1946–1956: Nachkriegsjahre
Als Plakatkünstler trat Josef Fenneker nach dem Krieg kaum noch hervor. Acht Plakate sind aus jener Zeit überliefert, nur zwei davon sind Filmplakate (»Affaire Blum«, 1948, und »Hoffmanns Erzählungen«, 1951). Trotz seiner Erfolge während der NS-Zeit gelang es ihm schon bald, wieder als Bühnenbildner Fuß zu fassen: 1946 verantwortete er die Ausstattung von drei Inszenierungen an der Städtischen Oper Berlin. 1947 blieben Aufträge aus, bevor 1948 erneut feste Engagements an der Städtischen Oper und an der Komischen Oper Berlin folgten. 1953 übernahm Fenneker die Leitung des Ausstattungswesens an den Städtischen Bühnen Frankfurt am Main. Gastaufträge führten ihn in den folgenden Jahren nach Stockholm, Helsinki und Mailand. Mehr als siebzig Bühnenbilder schuf Fenneker zwischen 1946 und 1956, zusammen mit den Arbeiten der Jahre vor und während des Zweiten Weltkriegs verantwortete er die Bühnenbilder von hundertdreiundsechzig Theaterinszenierungen. Sein Œuvre als Plakatkünstler umfasst mehr als vierhundert Werke, darunter rund dreihundertfünfundsechzig Filmplakate.
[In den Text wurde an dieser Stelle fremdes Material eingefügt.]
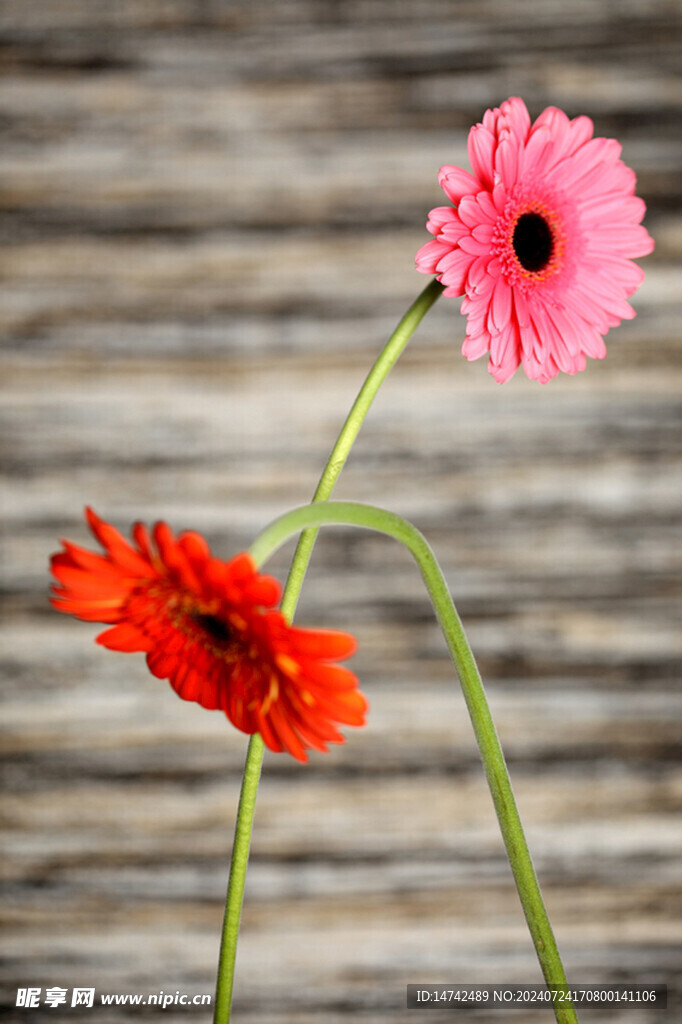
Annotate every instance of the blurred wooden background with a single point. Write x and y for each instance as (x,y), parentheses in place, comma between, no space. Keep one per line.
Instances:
(210,214)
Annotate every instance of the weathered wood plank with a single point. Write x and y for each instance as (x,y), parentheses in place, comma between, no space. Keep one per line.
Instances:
(209,217)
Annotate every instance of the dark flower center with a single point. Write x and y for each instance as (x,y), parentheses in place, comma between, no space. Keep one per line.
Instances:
(215,628)
(533,242)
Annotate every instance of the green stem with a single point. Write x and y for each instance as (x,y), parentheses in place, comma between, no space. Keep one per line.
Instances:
(384,364)
(351,513)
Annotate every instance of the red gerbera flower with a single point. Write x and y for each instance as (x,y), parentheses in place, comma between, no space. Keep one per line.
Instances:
(211,629)
(540,241)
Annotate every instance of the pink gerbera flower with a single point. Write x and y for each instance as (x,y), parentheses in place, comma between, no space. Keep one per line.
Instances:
(540,241)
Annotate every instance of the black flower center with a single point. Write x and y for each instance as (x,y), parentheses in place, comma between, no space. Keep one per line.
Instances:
(533,242)
(216,629)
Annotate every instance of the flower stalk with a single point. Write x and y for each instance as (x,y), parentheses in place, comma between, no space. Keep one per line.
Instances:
(378,374)
(355,514)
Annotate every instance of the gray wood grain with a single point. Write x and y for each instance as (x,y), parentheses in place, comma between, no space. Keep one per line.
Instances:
(209,218)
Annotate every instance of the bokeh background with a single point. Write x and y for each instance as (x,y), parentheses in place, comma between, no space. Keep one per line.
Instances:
(210,214)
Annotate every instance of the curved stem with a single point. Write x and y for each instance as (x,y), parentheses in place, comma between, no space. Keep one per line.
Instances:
(384,364)
(352,513)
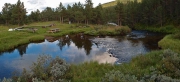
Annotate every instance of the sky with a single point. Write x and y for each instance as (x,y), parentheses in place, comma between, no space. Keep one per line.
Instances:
(32,5)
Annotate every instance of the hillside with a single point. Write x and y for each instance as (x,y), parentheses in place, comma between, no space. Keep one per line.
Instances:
(113,3)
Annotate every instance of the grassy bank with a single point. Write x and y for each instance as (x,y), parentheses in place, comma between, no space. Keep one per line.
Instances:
(169,42)
(10,40)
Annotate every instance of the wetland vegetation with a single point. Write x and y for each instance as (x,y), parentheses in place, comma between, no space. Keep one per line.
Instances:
(156,15)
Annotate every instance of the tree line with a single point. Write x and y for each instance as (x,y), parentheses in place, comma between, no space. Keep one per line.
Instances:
(147,12)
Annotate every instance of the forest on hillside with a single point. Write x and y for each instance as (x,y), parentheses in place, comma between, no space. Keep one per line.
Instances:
(147,13)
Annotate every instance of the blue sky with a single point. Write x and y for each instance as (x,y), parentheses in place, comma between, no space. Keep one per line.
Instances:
(32,5)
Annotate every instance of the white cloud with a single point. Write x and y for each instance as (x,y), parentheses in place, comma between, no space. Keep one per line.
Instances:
(32,5)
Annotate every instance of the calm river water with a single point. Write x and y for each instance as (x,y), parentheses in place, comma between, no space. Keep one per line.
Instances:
(80,48)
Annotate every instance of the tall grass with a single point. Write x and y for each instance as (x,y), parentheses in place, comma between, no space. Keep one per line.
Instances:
(10,40)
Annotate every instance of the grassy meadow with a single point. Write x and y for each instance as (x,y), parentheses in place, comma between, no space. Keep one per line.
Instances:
(12,39)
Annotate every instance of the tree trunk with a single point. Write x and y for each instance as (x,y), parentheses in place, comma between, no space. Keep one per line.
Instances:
(62,20)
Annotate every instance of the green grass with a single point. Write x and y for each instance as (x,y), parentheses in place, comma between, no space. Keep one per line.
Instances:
(168,42)
(10,40)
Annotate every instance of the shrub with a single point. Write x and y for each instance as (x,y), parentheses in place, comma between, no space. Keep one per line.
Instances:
(170,64)
(117,76)
(45,69)
(176,36)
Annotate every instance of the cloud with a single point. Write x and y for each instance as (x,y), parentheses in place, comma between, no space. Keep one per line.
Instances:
(33,5)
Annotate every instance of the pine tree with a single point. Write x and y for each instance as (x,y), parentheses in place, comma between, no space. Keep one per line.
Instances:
(6,12)
(88,10)
(119,11)
(19,13)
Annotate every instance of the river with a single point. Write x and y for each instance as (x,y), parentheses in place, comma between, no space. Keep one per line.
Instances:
(79,48)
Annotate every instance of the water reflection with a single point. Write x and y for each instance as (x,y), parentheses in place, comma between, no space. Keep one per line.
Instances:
(22,49)
(79,48)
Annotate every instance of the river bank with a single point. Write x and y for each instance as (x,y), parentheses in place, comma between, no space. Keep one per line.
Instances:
(12,39)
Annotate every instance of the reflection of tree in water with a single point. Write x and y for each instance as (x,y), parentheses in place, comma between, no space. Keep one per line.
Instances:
(82,41)
(63,42)
(79,40)
(9,51)
(22,49)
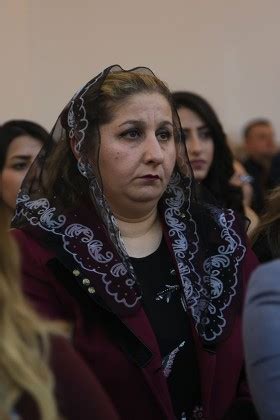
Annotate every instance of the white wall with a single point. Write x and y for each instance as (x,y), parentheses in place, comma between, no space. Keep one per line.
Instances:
(226,50)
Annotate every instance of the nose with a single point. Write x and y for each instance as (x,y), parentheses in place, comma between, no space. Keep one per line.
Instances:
(194,145)
(153,150)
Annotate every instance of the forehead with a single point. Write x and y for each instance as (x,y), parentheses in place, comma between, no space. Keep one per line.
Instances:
(23,145)
(260,129)
(143,106)
(189,118)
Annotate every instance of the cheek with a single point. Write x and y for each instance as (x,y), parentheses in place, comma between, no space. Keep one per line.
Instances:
(10,185)
(210,151)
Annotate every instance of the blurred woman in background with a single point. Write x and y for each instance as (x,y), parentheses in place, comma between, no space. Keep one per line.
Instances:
(20,142)
(29,388)
(266,237)
(210,156)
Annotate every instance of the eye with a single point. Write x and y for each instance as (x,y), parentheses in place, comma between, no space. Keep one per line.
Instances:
(20,166)
(131,134)
(163,135)
(205,134)
(185,135)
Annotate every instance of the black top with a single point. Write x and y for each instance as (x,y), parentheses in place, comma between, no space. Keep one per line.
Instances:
(165,307)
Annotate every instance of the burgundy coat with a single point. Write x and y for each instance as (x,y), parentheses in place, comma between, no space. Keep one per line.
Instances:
(123,353)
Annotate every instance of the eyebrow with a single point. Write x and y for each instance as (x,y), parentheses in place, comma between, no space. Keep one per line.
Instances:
(23,157)
(165,122)
(201,127)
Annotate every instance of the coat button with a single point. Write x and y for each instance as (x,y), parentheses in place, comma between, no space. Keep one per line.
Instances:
(86,282)
(76,273)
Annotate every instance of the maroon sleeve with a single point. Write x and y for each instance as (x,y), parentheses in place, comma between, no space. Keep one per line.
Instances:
(79,394)
(243,408)
(38,282)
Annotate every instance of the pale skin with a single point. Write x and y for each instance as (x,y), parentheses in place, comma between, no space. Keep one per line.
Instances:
(19,157)
(137,158)
(199,144)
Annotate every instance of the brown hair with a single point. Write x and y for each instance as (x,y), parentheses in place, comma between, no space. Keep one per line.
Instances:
(269,225)
(100,107)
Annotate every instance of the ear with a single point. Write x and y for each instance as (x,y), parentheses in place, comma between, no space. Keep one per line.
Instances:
(73,144)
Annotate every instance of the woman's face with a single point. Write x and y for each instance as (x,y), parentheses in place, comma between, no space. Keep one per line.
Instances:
(199,143)
(20,155)
(137,153)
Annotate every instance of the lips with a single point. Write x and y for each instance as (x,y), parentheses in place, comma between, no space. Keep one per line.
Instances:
(197,164)
(150,176)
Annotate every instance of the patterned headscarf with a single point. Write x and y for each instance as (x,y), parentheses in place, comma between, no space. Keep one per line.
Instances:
(206,241)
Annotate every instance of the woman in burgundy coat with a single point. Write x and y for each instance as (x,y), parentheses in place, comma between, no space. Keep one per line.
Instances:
(114,241)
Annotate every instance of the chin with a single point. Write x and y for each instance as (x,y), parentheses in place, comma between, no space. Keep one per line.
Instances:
(199,175)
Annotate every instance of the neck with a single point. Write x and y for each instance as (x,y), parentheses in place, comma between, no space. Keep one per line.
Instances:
(135,228)
(141,236)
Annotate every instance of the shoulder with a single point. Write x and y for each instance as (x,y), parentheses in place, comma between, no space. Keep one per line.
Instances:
(265,279)
(30,247)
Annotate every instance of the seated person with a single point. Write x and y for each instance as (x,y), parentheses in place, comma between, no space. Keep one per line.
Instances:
(115,242)
(260,145)
(20,142)
(262,339)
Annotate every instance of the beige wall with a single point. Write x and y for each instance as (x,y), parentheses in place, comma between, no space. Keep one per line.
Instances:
(227,50)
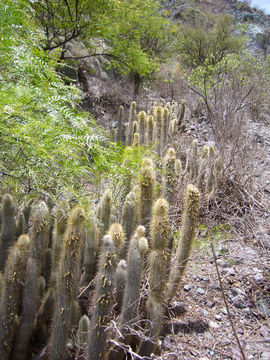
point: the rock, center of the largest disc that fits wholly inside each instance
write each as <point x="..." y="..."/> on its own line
<point x="200" y="291"/>
<point x="213" y="325"/>
<point x="258" y="277"/>
<point x="224" y="311"/>
<point x="263" y="305"/>
<point x="265" y="355"/>
<point x="187" y="287"/>
<point x="225" y="342"/>
<point x="264" y="332"/>
<point x="205" y="313"/>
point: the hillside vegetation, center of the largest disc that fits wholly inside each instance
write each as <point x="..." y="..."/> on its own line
<point x="130" y="134"/>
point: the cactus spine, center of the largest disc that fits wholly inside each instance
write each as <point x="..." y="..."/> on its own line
<point x="142" y="126"/>
<point x="147" y="186"/>
<point x="20" y="225"/>
<point x="121" y="280"/>
<point x="102" y="301"/>
<point x="104" y="217"/>
<point x="7" y="237"/>
<point x="131" y="119"/>
<point x="181" y="116"/>
<point x="188" y="230"/>
<point x="150" y="130"/>
<point x="89" y="256"/>
<point x="159" y="261"/>
<point x="11" y="289"/>
<point x="159" y="117"/>
<point x="136" y="139"/>
<point x="67" y="284"/>
<point x="39" y="238"/>
<point x="118" y="237"/>
<point x="82" y="333"/>
<point x="164" y="130"/>
<point x="169" y="176"/>
<point x="120" y="124"/>
<point x="128" y="220"/>
<point x="137" y="249"/>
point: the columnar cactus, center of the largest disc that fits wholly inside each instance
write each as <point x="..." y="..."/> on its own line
<point x="121" y="280"/>
<point x="204" y="164"/>
<point x="142" y="126"/>
<point x="181" y="116"/>
<point x="150" y="130"/>
<point x="84" y="327"/>
<point x="104" y="217"/>
<point x="89" y="256"/>
<point x="147" y="186"/>
<point x="159" y="262"/>
<point x="159" y="117"/>
<point x="20" y="225"/>
<point x="178" y="168"/>
<point x="169" y="182"/>
<point x="102" y="301"/>
<point x="131" y="119"/>
<point x="187" y="231"/>
<point x="137" y="249"/>
<point x="11" y="289"/>
<point x="67" y="286"/>
<point x="164" y="130"/>
<point x="118" y="237"/>
<point x="39" y="238"/>
<point x="120" y="124"/>
<point x="136" y="139"/>
<point x="128" y="220"/>
<point x="7" y="236"/>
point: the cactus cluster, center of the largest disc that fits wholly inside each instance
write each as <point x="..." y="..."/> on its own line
<point x="118" y="265"/>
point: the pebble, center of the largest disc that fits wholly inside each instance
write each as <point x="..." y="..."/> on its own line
<point x="263" y="331"/>
<point x="187" y="287"/>
<point x="200" y="291"/>
<point x="213" y="325"/>
<point x="225" y="342"/>
<point x="224" y="311"/>
<point x="205" y="313"/>
<point x="258" y="277"/>
<point x="240" y="331"/>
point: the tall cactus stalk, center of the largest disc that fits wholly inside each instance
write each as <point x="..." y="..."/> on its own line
<point x="159" y="262"/>
<point x="142" y="126"/>
<point x="150" y="130"/>
<point x="39" y="238"/>
<point x="188" y="230"/>
<point x="137" y="249"/>
<point x="7" y="236"/>
<point x="89" y="256"/>
<point x="102" y="301"/>
<point x="11" y="292"/>
<point x="67" y="286"/>
<point x="164" y="130"/>
<point x="159" y="117"/>
<point x="120" y="124"/>
<point x="131" y="119"/>
<point x="169" y="182"/>
<point x="147" y="186"/>
<point x="128" y="220"/>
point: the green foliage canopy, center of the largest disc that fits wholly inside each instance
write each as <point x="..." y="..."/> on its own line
<point x="48" y="145"/>
<point x="132" y="32"/>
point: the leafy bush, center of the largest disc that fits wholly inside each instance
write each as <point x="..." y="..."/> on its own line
<point x="48" y="145"/>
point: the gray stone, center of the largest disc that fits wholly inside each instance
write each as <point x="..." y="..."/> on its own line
<point x="200" y="291"/>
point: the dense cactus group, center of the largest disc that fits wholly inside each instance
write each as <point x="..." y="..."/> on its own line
<point x="120" y="267"/>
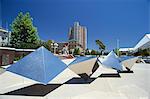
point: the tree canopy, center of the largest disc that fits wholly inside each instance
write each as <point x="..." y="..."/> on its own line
<point x="23" y="31"/>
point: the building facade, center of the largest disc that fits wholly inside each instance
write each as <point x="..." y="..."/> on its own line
<point x="0" y="13"/>
<point x="4" y="37"/>
<point x="77" y="36"/>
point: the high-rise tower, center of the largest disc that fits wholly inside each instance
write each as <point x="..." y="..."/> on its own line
<point x="78" y="36"/>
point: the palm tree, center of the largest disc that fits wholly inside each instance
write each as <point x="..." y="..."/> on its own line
<point x="101" y="46"/>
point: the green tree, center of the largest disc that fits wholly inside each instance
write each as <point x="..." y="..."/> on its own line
<point x="101" y="46"/>
<point x="23" y="31"/>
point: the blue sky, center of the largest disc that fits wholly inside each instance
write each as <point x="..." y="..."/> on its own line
<point x="107" y="20"/>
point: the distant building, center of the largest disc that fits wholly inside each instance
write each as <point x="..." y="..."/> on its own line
<point x="77" y="36"/>
<point x="63" y="48"/>
<point x="4" y="37"/>
<point x="8" y="55"/>
<point x="0" y="13"/>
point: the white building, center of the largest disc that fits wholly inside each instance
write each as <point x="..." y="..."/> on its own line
<point x="4" y="37"/>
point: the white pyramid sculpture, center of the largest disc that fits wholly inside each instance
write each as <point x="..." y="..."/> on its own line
<point x="64" y="76"/>
<point x="112" y="61"/>
<point x="128" y="63"/>
<point x="102" y="70"/>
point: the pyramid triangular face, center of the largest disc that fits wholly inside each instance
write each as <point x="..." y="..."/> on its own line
<point x="83" y="65"/>
<point x="64" y="76"/>
<point x="112" y="61"/>
<point x="102" y="70"/>
<point x="40" y="65"/>
<point x="128" y="61"/>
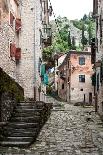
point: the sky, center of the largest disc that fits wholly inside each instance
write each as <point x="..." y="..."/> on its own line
<point x="73" y="9"/>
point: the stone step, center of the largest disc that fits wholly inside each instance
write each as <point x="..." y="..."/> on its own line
<point x="26" y="106"/>
<point x="15" y="144"/>
<point x="22" y="125"/>
<point x="25" y="114"/>
<point x="26" y="119"/>
<point x="11" y="130"/>
<point x="23" y="134"/>
<point x="19" y="139"/>
<point x="20" y="110"/>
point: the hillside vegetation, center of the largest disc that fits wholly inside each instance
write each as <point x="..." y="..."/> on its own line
<point x="70" y="35"/>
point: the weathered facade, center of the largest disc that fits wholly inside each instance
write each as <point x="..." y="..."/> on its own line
<point x="75" y="78"/>
<point x="80" y="77"/>
<point x="24" y="31"/>
<point x="97" y="55"/>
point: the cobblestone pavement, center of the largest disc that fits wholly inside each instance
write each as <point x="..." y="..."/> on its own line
<point x="70" y="130"/>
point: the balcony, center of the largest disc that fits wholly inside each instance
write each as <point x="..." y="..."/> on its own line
<point x="47" y="36"/>
<point x="18" y="54"/>
<point x="18" y="24"/>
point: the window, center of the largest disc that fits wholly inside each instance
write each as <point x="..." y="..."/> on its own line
<point x="81" y="78"/>
<point x="81" y="61"/>
<point x="63" y="86"/>
<point x="98" y="82"/>
<point x="12" y="19"/>
<point x="81" y="89"/>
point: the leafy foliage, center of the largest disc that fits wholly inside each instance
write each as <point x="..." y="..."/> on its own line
<point x="62" y="40"/>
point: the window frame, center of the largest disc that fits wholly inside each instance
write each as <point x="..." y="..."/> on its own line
<point x="82" y="78"/>
<point x="81" y="61"/>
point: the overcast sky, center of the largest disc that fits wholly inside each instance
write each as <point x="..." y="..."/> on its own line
<point x="73" y="9"/>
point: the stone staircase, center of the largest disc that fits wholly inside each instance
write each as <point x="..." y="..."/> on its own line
<point x="25" y="123"/>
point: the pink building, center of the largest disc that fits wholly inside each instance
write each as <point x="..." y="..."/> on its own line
<point x="75" y="78"/>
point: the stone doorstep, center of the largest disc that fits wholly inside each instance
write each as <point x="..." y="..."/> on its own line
<point x="3" y="124"/>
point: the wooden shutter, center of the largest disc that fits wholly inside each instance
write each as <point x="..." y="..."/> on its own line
<point x="18" y="24"/>
<point x="12" y="50"/>
<point x="11" y="19"/>
<point x="18" y="54"/>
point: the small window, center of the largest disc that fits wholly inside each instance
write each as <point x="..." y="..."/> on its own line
<point x="98" y="82"/>
<point x="63" y="86"/>
<point x="102" y="106"/>
<point x="12" y="20"/>
<point x="81" y="78"/>
<point x="81" y="89"/>
<point x="81" y="61"/>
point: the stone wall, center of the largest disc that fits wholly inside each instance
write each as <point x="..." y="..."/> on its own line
<point x="10" y="94"/>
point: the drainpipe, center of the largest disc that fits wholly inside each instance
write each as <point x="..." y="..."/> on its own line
<point x="34" y="80"/>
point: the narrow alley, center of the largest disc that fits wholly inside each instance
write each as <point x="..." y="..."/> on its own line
<point x="70" y="130"/>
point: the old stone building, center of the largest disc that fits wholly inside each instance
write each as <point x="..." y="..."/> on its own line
<point x="75" y="77"/>
<point x="80" y="77"/>
<point x="97" y="55"/>
<point x="10" y="25"/>
<point x="24" y="31"/>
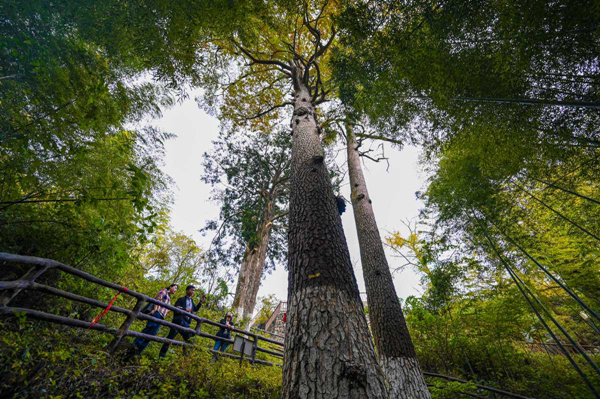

Am 9. Januar 1956 starb Josef Fenneker in Frankfurt am Main an einem Herzinfarkt. Während er in den Nachrufen als der »im Malerischen Ursprünglichste, Besessenste, Erfinderischste – ein Geist von spanischbarocken Ausmaßen, ein Nachfahre Francisco Goyas« (›Die Zeit‹, 19.1.1956) gewürdigt wurde, fand sein herausragendes Plakatwerk keinerlei Erwähnung mehr.
Werkbiografie
Plakatkünstler Josef Fenneker
Josef Fenneker begann seine künstlerische Laufbahn mit der Gestaltung von Filmplakaten. Diese insgesamt 364 nachweisbaren Werke machen mehr als achtzig Prozent seines grafischen Œuvres aus und entstanden zu einem großen Teil in den Jahren nach dem Ersten Weltkrieg bis 1925 in Berlin. Der Stummfilm erreichte damals ein immer größer werdendes Publikum, und die Plakatkunst erlebte einen ihrer Höhepunkte: Neben Anzeigen in Zeitungen und Zeitschriften waren Filmplakate für Kinos und Verleiher das wichtigste Werbemittel, das auf Litfaßsäulen und anderen Flächen vor allem in den Großstädten enorme Verbreitung fand. Die Nachfrage nach Fennekers Entwürfen war damals so groß, dass er zeitweise innerhalb einer Woche drei Plakate fertigstellte. Die künstlerische Gestaltung von Filmplakaten betrachtete er »als eine der interessantesten Aufgaben auf dem Gebiete der angewandten Kunst […]. Aus dem lebendigen Wesen des Films sind in hohem Maße die Möglichkeiten gegeben, Phantasie und Farben anzuwenden, um Plakate von großem Reiz und frappierender Eigenart zu schaffen, ja solche, die kaum vergessen werden können.« (J. Fenneker, in: ›Gebrauchsgraphik‹, Nr. 4, 12. Jg., 1935, S. 2 und 4).
Zu Fennekers Arbeitsweise
Im Gestalten von Filmplakaten erkannte Fenneker die Möglichkeit, sich intensiv mit der Darstellung von Menschen und ihren Gefühlen zu beschäftigen. Lediglich drei seiner Plakate konzipierte er vollständig ohne Figuren (»Die fünfte Straße«, »Die Waffen nieder!«, »Ringende Seelen«). Auch auf seinen Veranstaltungsplakaten steht der Mensch im Zentrum; Sach- oder politische Plakate fehlen im Spektrum von Fennekers Gebrauchsgrafiken. Als Inspirationsquelle für die Filmplakate nutzte er vor allem Szenenfotos und Schauspielerporträts, die seine Auftraggeber ihm zur Verfügung stellten. Die Fotomontage kam als Gestaltungstechnik jedoch nicht für ihn infrage: Er verstand sich als Plakatkünstler, der seine Entwürfe ausschließlich mit zeichnerischen und malerischen Mitteln ausführte. Dabei ging er in zwei Schritten vor: Zunächst realisierte er skizzenhafte Vorstudien (beispielsweise »Dirnentragödie«), denen detaillierte, in Deckfarben gemalte kleinformatige Entwürfe folgten. Diesen fehlt gegenüber der finalen Version meist lediglich die Schrift, ansonsten sind sie mit dieser in der Regel identisch (»Der rote Reiter«, »Liebe im Ring«).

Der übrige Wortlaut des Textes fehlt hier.